Towards Simultaneous Segmentation of Liver Tumors and Intrahepatic Vessels via Cross-attention Mechanism
Haopeng Kuang, Dingkang Yang, Shunli Wang, Xiaoying Wang, Lihua Zhang

TL;DR
This paper introduces UCA-Net, a novel 3D segmentation model using cross-attention mechanisms to simultaneously segment liver tumors and intrahepatic vessels, achieving state-of-the-art results on a new benchmark dataset.
Contribution
The paper presents a new 3D U-shaped network with cross-attention modules for improved simultaneous segmentation of liver tumors and vessels, filling a research gap.
Findings
UCA-Net outperforms existing methods in segmentation accuracy.
The cross-attention modules effectively reduce semantic gaps.

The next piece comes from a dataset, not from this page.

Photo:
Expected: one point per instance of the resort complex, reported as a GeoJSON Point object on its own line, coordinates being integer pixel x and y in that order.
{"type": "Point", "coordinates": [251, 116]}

The dataset provides a new benchmark for liver tumor and vessel segmentation.
Abstract
Accurate visualization of liver tumors and their surrounding blood vessels is essential for noninvasive diagnosis and prognosis prediction of tumors. In medical image segmentation, there is still a lack of in-depth research on the simultaneous segmentation of liver tumors and peritumoral blood vessels. To this end, we collect the first liver tumor, and vessel segmentation benchmark datasets containing 52 portal vein phase computed tomography images with liver, liver tumor, and vessel annotations. In this case, we propose a 3D U-shaped Cross-Attention Network (UCA-Net) that utilizes a tailored cross-attention mechanism instead of the traditional skip connection to effectively model the encoder and decoder feature. Specifically, the UCA-Net uses a channel-wise cross-attention module to reduce the semantic gap between encoder and decoder and a slice-wise cross-attention module to enhance…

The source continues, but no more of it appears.